Ovviamente molte critiche concernono la questione dei diritti individuali. Si trascura però che il rapporto tra individuo e comunità è appunto concepito sulla base della particolare culturale cinese, ossia che il socialismo di mercato cinese non è un “prodotto di esportazione” proprio in quanto di fondamentale importanza sono le caratteristiche cinesi di tale socialismo (il che peraltro esclude la possibilità che il socialismo di mercato cinese si configuri come una nuova forma di “imperialismo culturale”). In questo senso il socialismo di mercato è una “formula politica” aperta a diverse interpretazioni politico-culturali e sociali, e quindi compatibile anche con una interpretazione politico-culturale e sociale che tenga conto del modo di concepire il rapporto tra individuo e comunità secondo le caratteristiche della cultura e della civiltà europea, e perfino della storia e della cultura che caratterizzano ciascun Paese europeo, dato che notoriamente ogni Paese europeo si differenzia anche dagli altri Paesi europei.
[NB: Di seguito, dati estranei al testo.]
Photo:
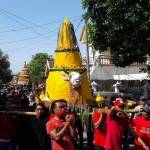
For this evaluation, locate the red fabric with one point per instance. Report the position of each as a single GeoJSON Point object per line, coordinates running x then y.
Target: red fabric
{"type": "Point", "coordinates": [142, 129]}
{"type": "Point", "coordinates": [115, 131]}
{"type": "Point", "coordinates": [118, 102]}
{"type": "Point", "coordinates": [65, 143]}
{"type": "Point", "coordinates": [51, 116]}
{"type": "Point", "coordinates": [6, 127]}
{"type": "Point", "coordinates": [100, 132]}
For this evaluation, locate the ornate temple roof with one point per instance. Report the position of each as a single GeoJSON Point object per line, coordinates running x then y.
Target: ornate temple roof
{"type": "Point", "coordinates": [24, 77]}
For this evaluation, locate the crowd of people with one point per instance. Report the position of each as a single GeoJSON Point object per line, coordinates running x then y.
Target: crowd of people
{"type": "Point", "coordinates": [58, 126]}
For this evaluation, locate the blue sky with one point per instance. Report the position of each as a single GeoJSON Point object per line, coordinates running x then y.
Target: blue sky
{"type": "Point", "coordinates": [28, 27]}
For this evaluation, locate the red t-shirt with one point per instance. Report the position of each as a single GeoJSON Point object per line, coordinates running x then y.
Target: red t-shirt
{"type": "Point", "coordinates": [115, 129]}
{"type": "Point", "coordinates": [142, 129]}
{"type": "Point", "coordinates": [66, 142]}
{"type": "Point", "coordinates": [100, 132]}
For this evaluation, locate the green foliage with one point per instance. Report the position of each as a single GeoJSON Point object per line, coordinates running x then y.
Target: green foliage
{"type": "Point", "coordinates": [37, 67]}
{"type": "Point", "coordinates": [123, 26]}
{"type": "Point", "coordinates": [5, 72]}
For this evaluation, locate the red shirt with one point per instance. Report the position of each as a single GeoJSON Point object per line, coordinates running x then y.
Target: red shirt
{"type": "Point", "coordinates": [66, 142]}
{"type": "Point", "coordinates": [115, 129]}
{"type": "Point", "coordinates": [142, 129]}
{"type": "Point", "coordinates": [100, 132]}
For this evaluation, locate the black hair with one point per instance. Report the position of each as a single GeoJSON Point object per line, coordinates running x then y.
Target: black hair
{"type": "Point", "coordinates": [53, 105]}
{"type": "Point", "coordinates": [40, 104]}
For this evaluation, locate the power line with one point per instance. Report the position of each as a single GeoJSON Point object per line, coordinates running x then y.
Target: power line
{"type": "Point", "coordinates": [78, 24]}
{"type": "Point", "coordinates": [16, 41]}
{"type": "Point", "coordinates": [20, 23]}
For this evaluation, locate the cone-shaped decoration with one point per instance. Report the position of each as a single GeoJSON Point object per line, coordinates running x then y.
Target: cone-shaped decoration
{"type": "Point", "coordinates": [24, 77]}
{"type": "Point", "coordinates": [67, 60]}
{"type": "Point", "coordinates": [67, 53]}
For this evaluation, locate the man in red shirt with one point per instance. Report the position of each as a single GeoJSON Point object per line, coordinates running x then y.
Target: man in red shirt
{"type": "Point", "coordinates": [61, 127]}
{"type": "Point", "coordinates": [142, 129]}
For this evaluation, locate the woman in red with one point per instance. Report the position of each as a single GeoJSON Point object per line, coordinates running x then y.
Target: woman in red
{"type": "Point", "coordinates": [116, 125]}
{"type": "Point", "coordinates": [142, 129]}
{"type": "Point", "coordinates": [60, 127]}
{"type": "Point", "coordinates": [99, 121]}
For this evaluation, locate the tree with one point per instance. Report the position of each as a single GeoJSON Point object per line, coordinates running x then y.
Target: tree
{"type": "Point", "coordinates": [123, 26]}
{"type": "Point", "coordinates": [5, 72]}
{"type": "Point", "coordinates": [37, 67]}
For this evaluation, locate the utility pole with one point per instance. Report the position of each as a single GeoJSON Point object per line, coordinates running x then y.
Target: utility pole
{"type": "Point", "coordinates": [87, 51]}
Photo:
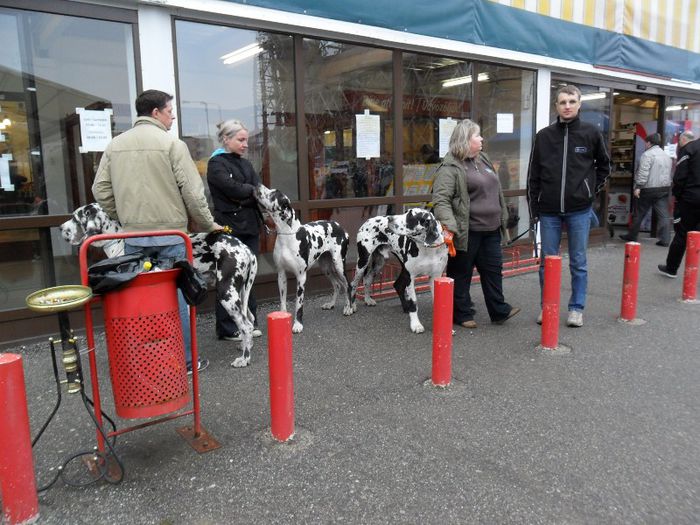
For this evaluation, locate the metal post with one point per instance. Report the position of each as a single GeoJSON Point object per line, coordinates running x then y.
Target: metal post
{"type": "Point", "coordinates": [279, 344]}
{"type": "Point", "coordinates": [20, 503]}
{"type": "Point", "coordinates": [630, 282]}
{"type": "Point", "coordinates": [443, 292]}
{"type": "Point", "coordinates": [550, 301]}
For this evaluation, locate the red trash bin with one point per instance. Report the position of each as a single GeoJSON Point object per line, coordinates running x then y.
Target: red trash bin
{"type": "Point", "coordinates": [145, 346]}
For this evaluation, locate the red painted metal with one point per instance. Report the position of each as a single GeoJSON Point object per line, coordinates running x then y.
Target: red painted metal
{"type": "Point", "coordinates": [442, 331]}
{"type": "Point", "coordinates": [630, 281]}
{"type": "Point", "coordinates": [690, 276]}
{"type": "Point", "coordinates": [550, 301]}
{"type": "Point", "coordinates": [20, 503]}
{"type": "Point", "coordinates": [279, 344]}
{"type": "Point", "coordinates": [89, 328]}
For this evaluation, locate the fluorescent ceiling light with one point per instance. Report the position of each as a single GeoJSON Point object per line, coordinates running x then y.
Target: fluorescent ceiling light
{"type": "Point", "coordinates": [482, 77]}
{"type": "Point", "coordinates": [593, 96]}
{"type": "Point", "coordinates": [248, 51]}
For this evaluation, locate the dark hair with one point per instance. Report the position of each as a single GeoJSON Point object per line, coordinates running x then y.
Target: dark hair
{"type": "Point", "coordinates": [654, 139]}
{"type": "Point", "coordinates": [149, 100]}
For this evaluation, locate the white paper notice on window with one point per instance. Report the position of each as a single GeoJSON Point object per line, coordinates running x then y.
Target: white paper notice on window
{"type": "Point", "coordinates": [368, 135]}
{"type": "Point", "coordinates": [95, 129]}
{"type": "Point", "coordinates": [504, 123]}
{"type": "Point", "coordinates": [446, 127]}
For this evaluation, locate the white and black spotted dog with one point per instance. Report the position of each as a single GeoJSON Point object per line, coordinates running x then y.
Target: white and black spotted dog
{"type": "Point", "coordinates": [415, 238]}
{"type": "Point", "coordinates": [222, 258]}
{"type": "Point", "coordinates": [299, 246]}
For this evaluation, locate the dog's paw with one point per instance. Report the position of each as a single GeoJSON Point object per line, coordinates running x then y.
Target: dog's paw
{"type": "Point", "coordinates": [240, 362]}
{"type": "Point", "coordinates": [417, 328]}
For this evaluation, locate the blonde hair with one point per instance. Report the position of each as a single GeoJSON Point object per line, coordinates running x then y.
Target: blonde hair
{"type": "Point", "coordinates": [461, 136]}
{"type": "Point", "coordinates": [228, 129]}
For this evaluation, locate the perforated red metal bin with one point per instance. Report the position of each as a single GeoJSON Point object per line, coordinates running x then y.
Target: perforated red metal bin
{"type": "Point", "coordinates": [145, 346]}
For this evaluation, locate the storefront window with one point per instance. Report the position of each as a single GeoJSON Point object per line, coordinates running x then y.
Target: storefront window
{"type": "Point", "coordinates": [347, 98]}
{"type": "Point", "coordinates": [51, 66]}
{"type": "Point", "coordinates": [682, 115]}
{"type": "Point", "coordinates": [435, 89]}
{"type": "Point", "coordinates": [226, 73]}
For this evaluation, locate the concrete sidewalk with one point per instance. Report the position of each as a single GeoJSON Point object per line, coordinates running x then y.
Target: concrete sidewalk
{"type": "Point", "coordinates": [605, 434]}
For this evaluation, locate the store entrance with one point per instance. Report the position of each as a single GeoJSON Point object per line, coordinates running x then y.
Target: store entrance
{"type": "Point", "coordinates": [634, 116]}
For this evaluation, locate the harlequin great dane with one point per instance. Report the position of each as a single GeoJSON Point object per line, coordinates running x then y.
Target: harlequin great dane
{"type": "Point", "coordinates": [220, 257]}
{"type": "Point", "coordinates": [415, 238]}
{"type": "Point", "coordinates": [299, 246]}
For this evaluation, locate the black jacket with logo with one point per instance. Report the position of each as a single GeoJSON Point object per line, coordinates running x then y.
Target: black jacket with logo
{"type": "Point", "coordinates": [232, 180]}
{"type": "Point", "coordinates": [686, 179]}
{"type": "Point", "coordinates": [569, 165]}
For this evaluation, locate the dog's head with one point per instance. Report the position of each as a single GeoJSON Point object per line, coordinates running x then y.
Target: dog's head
{"type": "Point", "coordinates": [86, 221]}
{"type": "Point", "coordinates": [276, 204]}
{"type": "Point", "coordinates": [424, 227]}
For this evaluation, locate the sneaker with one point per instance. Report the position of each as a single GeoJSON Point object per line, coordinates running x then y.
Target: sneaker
{"type": "Point", "coordinates": [663, 270]}
{"type": "Point", "coordinates": [513, 312]}
{"type": "Point", "coordinates": [235, 336]}
{"type": "Point", "coordinates": [202, 364]}
{"type": "Point", "coordinates": [575, 319]}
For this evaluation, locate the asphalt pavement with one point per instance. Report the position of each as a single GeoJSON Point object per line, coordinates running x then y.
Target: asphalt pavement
{"type": "Point", "coordinates": [606, 433]}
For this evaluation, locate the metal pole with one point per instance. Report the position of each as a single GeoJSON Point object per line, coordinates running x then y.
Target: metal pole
{"type": "Point", "coordinates": [20, 503]}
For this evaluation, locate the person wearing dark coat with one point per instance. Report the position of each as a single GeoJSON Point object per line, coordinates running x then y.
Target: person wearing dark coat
{"type": "Point", "coordinates": [232, 181]}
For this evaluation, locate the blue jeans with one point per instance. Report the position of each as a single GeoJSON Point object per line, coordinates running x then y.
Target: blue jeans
{"type": "Point", "coordinates": [578, 226]}
{"type": "Point", "coordinates": [174, 252]}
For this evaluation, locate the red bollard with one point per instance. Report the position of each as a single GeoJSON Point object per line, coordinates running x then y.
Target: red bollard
{"type": "Point", "coordinates": [550, 301]}
{"type": "Point", "coordinates": [630, 281]}
{"type": "Point", "coordinates": [20, 503]}
{"type": "Point", "coordinates": [279, 345]}
{"type": "Point", "coordinates": [690, 276]}
{"type": "Point", "coordinates": [443, 292]}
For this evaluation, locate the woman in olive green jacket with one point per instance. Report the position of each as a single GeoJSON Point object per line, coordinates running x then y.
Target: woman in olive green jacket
{"type": "Point", "coordinates": [468, 200]}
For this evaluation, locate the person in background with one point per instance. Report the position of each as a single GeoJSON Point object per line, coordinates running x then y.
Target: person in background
{"type": "Point", "coordinates": [232, 181]}
{"type": "Point", "coordinates": [686, 190]}
{"type": "Point", "coordinates": [652, 185]}
{"type": "Point", "coordinates": [147, 180]}
{"type": "Point", "coordinates": [569, 165]}
{"type": "Point", "coordinates": [468, 200]}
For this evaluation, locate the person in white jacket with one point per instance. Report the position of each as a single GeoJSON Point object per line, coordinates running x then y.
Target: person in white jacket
{"type": "Point", "coordinates": [652, 187]}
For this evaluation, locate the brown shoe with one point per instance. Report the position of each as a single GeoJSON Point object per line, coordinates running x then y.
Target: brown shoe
{"type": "Point", "coordinates": [513, 312]}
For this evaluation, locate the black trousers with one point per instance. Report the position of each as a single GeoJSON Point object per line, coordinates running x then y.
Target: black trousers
{"type": "Point", "coordinates": [689, 221]}
{"type": "Point", "coordinates": [483, 252]}
{"type": "Point", "coordinates": [225, 326]}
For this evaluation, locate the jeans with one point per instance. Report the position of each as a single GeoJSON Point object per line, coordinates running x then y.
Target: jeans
{"type": "Point", "coordinates": [174, 252]}
{"type": "Point", "coordinates": [483, 251]}
{"type": "Point", "coordinates": [689, 221]}
{"type": "Point", "coordinates": [658, 198]}
{"type": "Point", "coordinates": [225, 326]}
{"type": "Point", "coordinates": [578, 226]}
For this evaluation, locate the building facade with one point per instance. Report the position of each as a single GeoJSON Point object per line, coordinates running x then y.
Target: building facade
{"type": "Point", "coordinates": [348, 106]}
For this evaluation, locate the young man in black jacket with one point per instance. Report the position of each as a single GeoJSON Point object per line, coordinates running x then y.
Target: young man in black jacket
{"type": "Point", "coordinates": [568, 168]}
{"type": "Point", "coordinates": [686, 190]}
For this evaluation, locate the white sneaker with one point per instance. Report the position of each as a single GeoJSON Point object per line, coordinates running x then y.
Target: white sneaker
{"type": "Point", "coordinates": [575, 318]}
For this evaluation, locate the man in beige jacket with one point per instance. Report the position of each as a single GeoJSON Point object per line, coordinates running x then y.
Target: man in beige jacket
{"type": "Point", "coordinates": [147, 181]}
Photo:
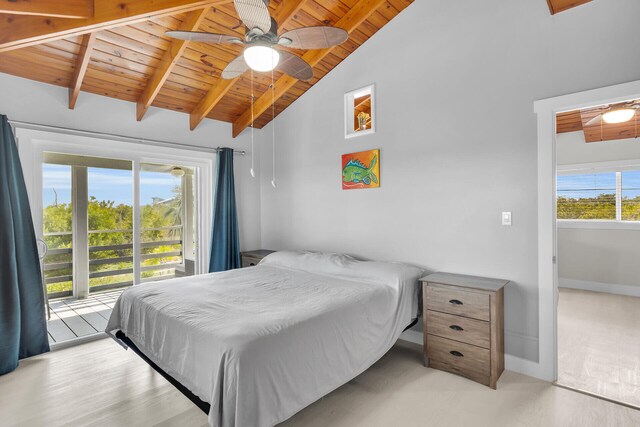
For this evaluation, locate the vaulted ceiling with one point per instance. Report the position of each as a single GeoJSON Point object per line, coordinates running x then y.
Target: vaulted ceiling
{"type": "Point", "coordinates": [118, 48]}
{"type": "Point", "coordinates": [599, 130]}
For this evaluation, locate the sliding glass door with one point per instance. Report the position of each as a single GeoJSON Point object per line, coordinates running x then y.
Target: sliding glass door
{"type": "Point", "coordinates": [89, 209]}
{"type": "Point", "coordinates": [166, 222]}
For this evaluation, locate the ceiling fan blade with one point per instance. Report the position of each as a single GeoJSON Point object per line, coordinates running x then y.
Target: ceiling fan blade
{"type": "Point", "coordinates": [294, 66]}
{"type": "Point", "coordinates": [314, 37]}
{"type": "Point", "coordinates": [235, 68]}
{"type": "Point", "coordinates": [594, 121]}
{"type": "Point", "coordinates": [197, 36]}
{"type": "Point", "coordinates": [254, 14]}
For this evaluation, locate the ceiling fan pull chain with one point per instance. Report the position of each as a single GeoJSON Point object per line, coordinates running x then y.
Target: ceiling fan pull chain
{"type": "Point", "coordinates": [252, 171]}
{"type": "Point", "coordinates": [273, 130]}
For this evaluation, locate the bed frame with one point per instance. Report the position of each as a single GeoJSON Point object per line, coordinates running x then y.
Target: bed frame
{"type": "Point", "coordinates": [204, 406]}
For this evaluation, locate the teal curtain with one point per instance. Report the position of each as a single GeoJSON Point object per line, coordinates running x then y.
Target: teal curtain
{"type": "Point", "coordinates": [225, 246]}
{"type": "Point", "coordinates": [23, 328]}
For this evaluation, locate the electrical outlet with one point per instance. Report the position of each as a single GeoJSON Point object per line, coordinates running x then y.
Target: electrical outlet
{"type": "Point", "coordinates": [506, 218]}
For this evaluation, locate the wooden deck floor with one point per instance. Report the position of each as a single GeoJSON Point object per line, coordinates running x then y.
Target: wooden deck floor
{"type": "Point", "coordinates": [73, 318]}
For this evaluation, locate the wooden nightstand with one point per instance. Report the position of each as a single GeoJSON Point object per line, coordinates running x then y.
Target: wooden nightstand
{"type": "Point", "coordinates": [252, 258]}
{"type": "Point", "coordinates": [464, 325]}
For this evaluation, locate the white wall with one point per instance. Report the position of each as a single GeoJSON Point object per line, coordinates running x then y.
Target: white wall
{"type": "Point", "coordinates": [571, 148]}
{"type": "Point", "coordinates": [609, 257]}
{"type": "Point", "coordinates": [455, 84]}
{"type": "Point", "coordinates": [598, 259]}
{"type": "Point", "coordinates": [30, 101]}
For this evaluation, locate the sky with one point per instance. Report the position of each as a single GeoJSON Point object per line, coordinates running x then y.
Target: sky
{"type": "Point", "coordinates": [107, 184]}
{"type": "Point", "coordinates": [594, 184]}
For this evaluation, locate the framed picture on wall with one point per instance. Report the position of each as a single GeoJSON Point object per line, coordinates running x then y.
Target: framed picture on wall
{"type": "Point", "coordinates": [361, 170]}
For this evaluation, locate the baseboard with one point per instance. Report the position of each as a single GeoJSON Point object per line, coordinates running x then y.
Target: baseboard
{"type": "Point", "coordinates": [412, 336]}
{"type": "Point", "coordinates": [77, 341]}
{"type": "Point", "coordinates": [610, 288]}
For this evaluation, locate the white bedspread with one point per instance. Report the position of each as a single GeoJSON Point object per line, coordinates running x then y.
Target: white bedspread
{"type": "Point", "coordinates": [261, 343]}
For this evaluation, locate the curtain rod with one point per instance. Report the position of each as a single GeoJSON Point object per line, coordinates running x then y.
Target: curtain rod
{"type": "Point", "coordinates": [121, 137]}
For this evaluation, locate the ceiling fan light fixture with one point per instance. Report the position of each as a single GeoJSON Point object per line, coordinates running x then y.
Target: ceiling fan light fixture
{"type": "Point", "coordinates": [619, 115]}
{"type": "Point", "coordinates": [261, 58]}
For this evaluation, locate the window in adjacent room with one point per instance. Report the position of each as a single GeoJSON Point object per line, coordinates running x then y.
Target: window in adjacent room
{"type": "Point", "coordinates": [603, 196]}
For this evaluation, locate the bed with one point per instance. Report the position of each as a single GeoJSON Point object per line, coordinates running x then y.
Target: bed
{"type": "Point", "coordinates": [259, 344]}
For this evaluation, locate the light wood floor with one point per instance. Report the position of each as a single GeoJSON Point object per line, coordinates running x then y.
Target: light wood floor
{"type": "Point", "coordinates": [73, 318]}
{"type": "Point", "coordinates": [599, 344]}
{"type": "Point", "coordinates": [101, 384]}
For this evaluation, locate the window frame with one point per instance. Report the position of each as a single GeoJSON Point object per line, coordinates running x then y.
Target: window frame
{"type": "Point", "coordinates": [616, 166]}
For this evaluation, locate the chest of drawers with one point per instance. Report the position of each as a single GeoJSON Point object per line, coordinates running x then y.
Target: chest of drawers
{"type": "Point", "coordinates": [464, 325]}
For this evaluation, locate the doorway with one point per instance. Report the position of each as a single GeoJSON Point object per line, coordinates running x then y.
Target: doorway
{"type": "Point", "coordinates": [598, 245]}
{"type": "Point", "coordinates": [546, 110]}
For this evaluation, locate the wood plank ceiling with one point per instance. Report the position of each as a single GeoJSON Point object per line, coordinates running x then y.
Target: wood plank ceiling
{"type": "Point", "coordinates": [557, 6]}
{"type": "Point", "coordinates": [573, 121]}
{"type": "Point", "coordinates": [129, 57]}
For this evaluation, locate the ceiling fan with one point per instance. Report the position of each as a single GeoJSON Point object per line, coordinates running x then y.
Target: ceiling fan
{"type": "Point", "coordinates": [616, 113]}
{"type": "Point", "coordinates": [261, 37]}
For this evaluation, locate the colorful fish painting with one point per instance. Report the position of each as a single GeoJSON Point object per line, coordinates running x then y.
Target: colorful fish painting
{"type": "Point", "coordinates": [361, 170]}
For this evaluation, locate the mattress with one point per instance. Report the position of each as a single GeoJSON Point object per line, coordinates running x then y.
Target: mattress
{"type": "Point", "coordinates": [261, 343]}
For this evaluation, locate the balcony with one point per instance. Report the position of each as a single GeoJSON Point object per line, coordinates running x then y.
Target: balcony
{"type": "Point", "coordinates": [112, 266]}
{"type": "Point", "coordinates": [73, 318]}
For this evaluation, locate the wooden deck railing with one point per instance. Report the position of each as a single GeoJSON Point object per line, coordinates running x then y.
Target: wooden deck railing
{"type": "Point", "coordinates": [68, 265]}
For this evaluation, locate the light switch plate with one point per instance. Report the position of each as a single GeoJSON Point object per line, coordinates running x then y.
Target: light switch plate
{"type": "Point", "coordinates": [506, 218]}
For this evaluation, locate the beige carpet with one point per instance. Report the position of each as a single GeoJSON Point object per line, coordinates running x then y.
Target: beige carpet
{"type": "Point", "coordinates": [599, 344]}
{"type": "Point", "coordinates": [100, 384]}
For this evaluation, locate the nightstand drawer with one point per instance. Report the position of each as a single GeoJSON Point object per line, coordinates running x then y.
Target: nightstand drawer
{"type": "Point", "coordinates": [453, 301]}
{"type": "Point", "coordinates": [465, 358]}
{"type": "Point", "coordinates": [470, 331]}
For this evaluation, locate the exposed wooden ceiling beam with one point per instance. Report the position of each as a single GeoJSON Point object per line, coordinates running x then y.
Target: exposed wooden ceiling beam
{"type": "Point", "coordinates": [18, 31]}
{"type": "Point", "coordinates": [210, 100]}
{"type": "Point", "coordinates": [169, 60]}
{"type": "Point", "coordinates": [283, 15]}
{"type": "Point", "coordinates": [88, 40]}
{"type": "Point", "coordinates": [53, 8]}
{"type": "Point", "coordinates": [349, 22]}
{"type": "Point", "coordinates": [557, 6]}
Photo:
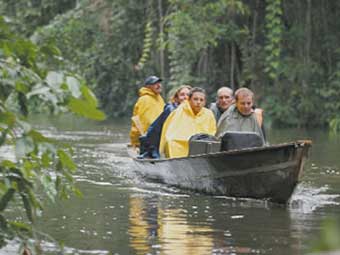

Indipendentemente dunque da quale potrà essere il “futuro” del socialismo di mercato cinese o di quello vietnamita, non è azzardato affermare che il socialismo di mercato rappresenta una alternativa “realistica” (e con ogni probabilità l’unica alternativa “realistica”) all’attuale sistema capitalistico neoliberale, sia sotto il profilo economico che sotto il profilo politico-culturale e sociale, in quanto in grado di rimediare anche alle molteplici e sempre più gravi patologie che contraddistinguono l’attuale civiltà occidentale neoliberale.